HONORS U.S. HISTORY

MR. WAGENBERG

The Economics of Jim Crow - Discussion Questions

Instructions:In your group, review the set of questions below before watching each video. Take notes as you watch. When the video has ended, discuss the questions and come to agreement as a group on the answer to each one.

Video Segment 1: Edisto Island

  • Why had General Oliver O. Howard distributed land to former slaves? Why did the black residents of EdistoIsland believe they had a right to the land?
  • Why were these lands returned to the former slaveholders?
  • Why was land important to Edisto Island African Americans? Had they been able to own and control this land, what would they likely have done with it?
  • What is the relationship between land ownership and economic independence?

Video Segment 2: Booker T. Washington: An Education

  • How did the Holtzclaw family try to achieve economic independence? What principles did they value?
  • The Holtzclaws were sharecroppers. Describe the family’s relationship with the “overseer” of the land they lived and worked on.
  • Why was sharecropping never going to lead to economic uplift and stability for the Holzclaw family?
  • What impressed William Holtzclaw about Tuskegee? How did Tuskegee's program seek to help African Americans achieve economic independence?

Video Segment 3: Blacks and Whites in the New South

  • What sort of work did African American men and women do in the cities of the South? How did this work differ from the work in rural areas? What were relations like with white employers? How did "relationships of dependency" continue?
  • What evidence do you find of the development of a new black middle class?

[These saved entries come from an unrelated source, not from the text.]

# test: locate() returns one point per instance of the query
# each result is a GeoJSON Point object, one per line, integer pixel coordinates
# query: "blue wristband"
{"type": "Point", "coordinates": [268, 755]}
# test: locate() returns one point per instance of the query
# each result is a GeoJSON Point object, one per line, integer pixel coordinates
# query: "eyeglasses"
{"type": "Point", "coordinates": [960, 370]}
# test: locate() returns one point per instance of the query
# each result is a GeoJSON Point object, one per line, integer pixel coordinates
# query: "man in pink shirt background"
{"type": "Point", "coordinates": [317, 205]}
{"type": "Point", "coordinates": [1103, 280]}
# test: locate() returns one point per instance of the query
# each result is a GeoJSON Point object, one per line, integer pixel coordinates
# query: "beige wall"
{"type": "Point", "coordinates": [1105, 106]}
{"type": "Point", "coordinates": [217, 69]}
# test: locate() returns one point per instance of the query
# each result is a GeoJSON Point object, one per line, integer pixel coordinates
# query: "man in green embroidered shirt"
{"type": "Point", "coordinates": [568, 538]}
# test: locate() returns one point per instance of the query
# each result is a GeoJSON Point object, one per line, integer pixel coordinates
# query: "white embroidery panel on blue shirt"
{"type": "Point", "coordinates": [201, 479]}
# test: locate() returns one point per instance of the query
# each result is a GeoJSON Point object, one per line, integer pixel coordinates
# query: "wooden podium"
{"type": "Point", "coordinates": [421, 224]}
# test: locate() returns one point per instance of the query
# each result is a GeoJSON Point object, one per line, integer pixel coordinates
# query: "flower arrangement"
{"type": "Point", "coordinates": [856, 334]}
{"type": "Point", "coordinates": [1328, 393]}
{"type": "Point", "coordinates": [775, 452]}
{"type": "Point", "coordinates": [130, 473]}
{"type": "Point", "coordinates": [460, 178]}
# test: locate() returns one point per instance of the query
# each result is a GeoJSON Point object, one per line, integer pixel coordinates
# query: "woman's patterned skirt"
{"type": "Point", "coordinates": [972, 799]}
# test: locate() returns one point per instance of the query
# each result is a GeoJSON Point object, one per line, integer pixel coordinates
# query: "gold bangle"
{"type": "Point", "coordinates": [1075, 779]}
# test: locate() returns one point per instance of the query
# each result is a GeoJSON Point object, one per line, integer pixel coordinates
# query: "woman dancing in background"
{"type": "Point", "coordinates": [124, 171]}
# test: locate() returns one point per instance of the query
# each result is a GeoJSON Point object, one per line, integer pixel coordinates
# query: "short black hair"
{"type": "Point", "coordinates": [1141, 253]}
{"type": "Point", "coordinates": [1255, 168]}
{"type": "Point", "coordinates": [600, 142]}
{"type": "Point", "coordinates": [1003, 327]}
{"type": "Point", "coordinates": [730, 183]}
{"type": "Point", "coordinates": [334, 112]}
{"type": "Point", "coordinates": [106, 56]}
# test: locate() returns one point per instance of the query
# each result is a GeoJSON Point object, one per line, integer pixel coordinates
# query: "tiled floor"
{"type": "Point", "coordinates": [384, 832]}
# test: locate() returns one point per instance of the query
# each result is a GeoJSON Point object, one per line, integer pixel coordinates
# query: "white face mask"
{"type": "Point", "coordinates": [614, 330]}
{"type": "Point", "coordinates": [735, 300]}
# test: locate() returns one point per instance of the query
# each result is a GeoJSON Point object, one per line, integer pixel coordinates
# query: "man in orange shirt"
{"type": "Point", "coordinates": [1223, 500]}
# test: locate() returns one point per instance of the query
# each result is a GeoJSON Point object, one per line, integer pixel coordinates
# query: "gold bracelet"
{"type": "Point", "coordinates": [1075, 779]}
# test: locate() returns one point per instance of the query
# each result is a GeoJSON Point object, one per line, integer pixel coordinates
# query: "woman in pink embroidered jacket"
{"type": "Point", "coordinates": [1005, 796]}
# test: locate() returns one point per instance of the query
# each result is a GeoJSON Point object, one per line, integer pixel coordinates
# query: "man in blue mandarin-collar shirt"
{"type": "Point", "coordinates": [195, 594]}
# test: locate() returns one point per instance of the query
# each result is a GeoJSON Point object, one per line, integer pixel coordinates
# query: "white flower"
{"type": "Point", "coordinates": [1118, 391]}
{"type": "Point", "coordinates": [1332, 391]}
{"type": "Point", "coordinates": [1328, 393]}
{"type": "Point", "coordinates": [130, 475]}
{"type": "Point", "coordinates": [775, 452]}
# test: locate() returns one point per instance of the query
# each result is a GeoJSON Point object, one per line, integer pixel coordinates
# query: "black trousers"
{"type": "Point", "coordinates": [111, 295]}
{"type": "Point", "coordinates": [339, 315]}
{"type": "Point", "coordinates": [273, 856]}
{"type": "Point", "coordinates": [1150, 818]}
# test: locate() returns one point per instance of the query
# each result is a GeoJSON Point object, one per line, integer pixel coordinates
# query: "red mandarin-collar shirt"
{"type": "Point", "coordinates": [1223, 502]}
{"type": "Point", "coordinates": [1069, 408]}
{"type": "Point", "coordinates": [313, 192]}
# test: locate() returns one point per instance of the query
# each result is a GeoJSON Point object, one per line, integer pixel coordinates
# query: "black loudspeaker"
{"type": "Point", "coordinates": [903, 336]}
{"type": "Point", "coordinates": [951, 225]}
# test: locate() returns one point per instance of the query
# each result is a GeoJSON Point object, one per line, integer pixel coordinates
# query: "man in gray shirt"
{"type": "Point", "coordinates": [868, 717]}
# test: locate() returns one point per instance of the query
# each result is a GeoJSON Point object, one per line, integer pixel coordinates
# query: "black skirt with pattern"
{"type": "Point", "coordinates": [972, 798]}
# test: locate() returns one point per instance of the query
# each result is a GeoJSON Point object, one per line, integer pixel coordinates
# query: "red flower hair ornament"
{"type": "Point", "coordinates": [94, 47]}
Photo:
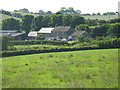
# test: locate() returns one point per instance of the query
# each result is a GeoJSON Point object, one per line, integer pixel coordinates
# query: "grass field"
{"type": "Point", "coordinates": [76, 69]}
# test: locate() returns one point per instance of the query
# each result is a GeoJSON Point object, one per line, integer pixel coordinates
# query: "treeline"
{"type": "Point", "coordinates": [29, 22]}
{"type": "Point", "coordinates": [93, 27]}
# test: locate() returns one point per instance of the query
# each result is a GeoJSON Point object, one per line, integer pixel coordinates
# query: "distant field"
{"type": "Point", "coordinates": [76, 69]}
{"type": "Point", "coordinates": [102, 17]}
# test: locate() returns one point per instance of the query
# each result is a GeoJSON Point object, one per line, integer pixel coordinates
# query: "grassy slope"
{"type": "Point", "coordinates": [3, 17]}
{"type": "Point", "coordinates": [77, 69]}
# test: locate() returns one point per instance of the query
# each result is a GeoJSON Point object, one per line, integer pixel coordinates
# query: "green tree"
{"type": "Point", "coordinates": [46, 21]}
{"type": "Point", "coordinates": [26, 24]}
{"type": "Point", "coordinates": [37, 23]}
{"type": "Point", "coordinates": [53, 21]}
{"type": "Point", "coordinates": [114, 30]}
{"type": "Point", "coordinates": [11, 24]}
{"type": "Point", "coordinates": [83, 27]}
{"type": "Point", "coordinates": [100, 31]}
{"type": "Point", "coordinates": [67, 20]}
{"type": "Point", "coordinates": [6, 43]}
{"type": "Point", "coordinates": [77, 20]}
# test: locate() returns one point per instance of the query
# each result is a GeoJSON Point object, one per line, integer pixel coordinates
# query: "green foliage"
{"type": "Point", "coordinates": [26, 23]}
{"type": "Point", "coordinates": [6, 43]}
{"type": "Point", "coordinates": [31, 42]}
{"type": "Point", "coordinates": [83, 38]}
{"type": "Point", "coordinates": [100, 31]}
{"type": "Point", "coordinates": [69, 11]}
{"type": "Point", "coordinates": [83, 27]}
{"type": "Point", "coordinates": [77, 69]}
{"type": "Point", "coordinates": [37, 23]}
{"type": "Point", "coordinates": [77, 20]}
{"type": "Point", "coordinates": [114, 29]}
{"type": "Point", "coordinates": [67, 20]}
{"type": "Point", "coordinates": [11, 24]}
{"type": "Point", "coordinates": [109, 43]}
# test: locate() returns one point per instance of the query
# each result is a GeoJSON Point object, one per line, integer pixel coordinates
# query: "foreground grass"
{"type": "Point", "coordinates": [76, 69]}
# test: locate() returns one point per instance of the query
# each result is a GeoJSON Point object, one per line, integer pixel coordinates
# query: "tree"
{"type": "Point", "coordinates": [98, 13]}
{"type": "Point", "coordinates": [26, 24]}
{"type": "Point", "coordinates": [37, 23]}
{"type": "Point", "coordinates": [48, 13]}
{"type": "Point", "coordinates": [11, 24]}
{"type": "Point", "coordinates": [100, 31]}
{"type": "Point", "coordinates": [77, 20]}
{"type": "Point", "coordinates": [41, 12]}
{"type": "Point", "coordinates": [83, 27]}
{"type": "Point", "coordinates": [114, 30]}
{"type": "Point", "coordinates": [53, 21]}
{"type": "Point", "coordinates": [24, 10]}
{"type": "Point", "coordinates": [6, 43]}
{"type": "Point", "coordinates": [46, 21]}
{"type": "Point", "coordinates": [67, 20]}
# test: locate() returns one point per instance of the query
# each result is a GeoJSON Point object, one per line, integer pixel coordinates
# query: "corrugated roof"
{"type": "Point", "coordinates": [11, 34]}
{"type": "Point", "coordinates": [8, 31]}
{"type": "Point", "coordinates": [32, 34]}
{"type": "Point", "coordinates": [78, 33]}
{"type": "Point", "coordinates": [62, 28]}
{"type": "Point", "coordinates": [45, 30]}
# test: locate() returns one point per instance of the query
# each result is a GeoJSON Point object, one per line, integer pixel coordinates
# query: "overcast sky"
{"type": "Point", "coordinates": [85, 6]}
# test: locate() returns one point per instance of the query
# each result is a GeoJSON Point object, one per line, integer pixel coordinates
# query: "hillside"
{"type": "Point", "coordinates": [76, 69]}
{"type": "Point", "coordinates": [3, 17]}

How did this challenge white supremacy?

Video Segment 4: Ned Cobb: Fighting for the Farmer

  • Several of the people interviewed remarked on the closeness of white and black tenant farmers and sharecroppers: "We was all like a family." How did shared economic conditions challenge Jim Crow?
  • How did the sharecropping system work?
  • How did the plantation economy keep African Americans "trapped in a culture of poverty"?
  • Why were labor organizations like the Sharecroppers Union considered a threat to the Jim Crow system?

HONORS U.S. HISTORY

MR. WAGENBERG

The Economics of Jim Crow

Summary Questions

  • How does the question of land ownership continue to play an important part in the economics of Jim Crow?
  • What is behind the movement of blacks from rural to urban areas? What were the social and economic reasons that pushed African Americans from rural surroundings? What opportunities pulled African Americans to the cities?
  • What role does the black middle class play in the overall economic condition of African Americans?
  • How are "relationships of dependency" maintained during the Jim Crow era? What is the economic impact of these unequal relationships?

Learning Activity II: Summary Questions for Group Discussion:

  • How has the Southern system of farm tenancy affected whites?
  • In Paragraph 5 and 6, the author gives some statistics on the numbers of tenants involved in Southern farming. What conclusions can you make, based on these statistics? Is tenancy on the rise? Where is it most prevalent? How has it affected black and white tenants?
  • In paragraph 7, Embree argues that "the system is shot through with the master and slave relationship." What examples does he give to support this conclusion?
  • What is the difference between a tenant farmer and a sharecropper? (See paragraph 8.)
  • During the New Deal the government established the Agricultural Adjustment Administration (AAA), which, in order to stabilize agricultural prices, gave payments to farmers not to grow certain crops. Read paragraphs 22 to 24 and describe how this program affected tenant farmers.
  • In paragraphs 25 to 31 Embree offers a plan to transform Southern farming. Describe the elements of his plan. In what ways are they similar to proposals made after the Civil War? Do you think Embree's proposal is realistic? If it had been enacted, would it have challenged the Jim Crow system or left it largely intact?

Culminating Activity Questions:

  • In what way have the economic issues facing African Americans changed?
  • What new economic issues emerged in the late nineteenth and twentieth century?
  • Legal Jim Crow was abolished in the 1950s and 1960s. Does the legacy of Jim Crow still affect African Americans economically? If African Americans today were to create an "Economic Bill of Rights," what might it include?